The United Methodist Church leaders have proposed a split to the denomination over same-sex marriage and LGBTQ clergy after years of division last week. The proposed agreement will be voted upon during another United Methodist general conference in May, but an early report by the New York Times indicates that it will likely be approved. If so, the church’s publishing arm, the United Methodist Publishing House (UMPH), has a plan in place for its publishing operations going forward.
Rev. Brian Milford, president and publisher of UMPH, said the presumption is that the publishing operations would remain with the post-separated United Methodist denomination, offering materials that fit congregants’ demands. The current United Methodist Church does not allow same-sex weddings and gay clergy, but the proposal lays out a plan for allowing greater regional flexibility in the UMC.
Any break-off denomination or denominations outside of the United Methodist denomination would presumably keep restrictions on same-sex marriage and LGBTQ clergy in place, or determine their own stance on those matters. For more information about the proposal, visit here, and find answers to frequently asked questions about the potential split here.
“If legislation consistent with this plan is adopted by the General Conference in May 2020, the United Methodist Publishing House will remain the publishing and retail distribution arm of the ongoing denomination, which most observers expect will consist of the majority of annual conferences and congregations,” Milford told PW. “We will continue to provide an array of products for worship, Christian formation, Bible study, and other facets of congregational life for all who find them beneficial in their ministries.”

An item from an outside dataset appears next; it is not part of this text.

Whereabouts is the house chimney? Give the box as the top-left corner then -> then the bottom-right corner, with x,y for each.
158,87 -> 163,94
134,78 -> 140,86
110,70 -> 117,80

Additionally, UMPH’s publishing imprint, Abingdon, and its retail division, Cokesbury, will also continue to operate as part of the United Methodist Church, rather than any new proposed denomination.
“The United Methodist Publishing House will follow the lead of our predecessors, who through many periods of trial and change over 231 years of continuous existence, navigated church splits, reunifications, and new partnerships,” Milford notes. “We will maintain very close collaboration with clergy and other leaders across the church to understand the themes, settings, and activities where program and study resources are needed.”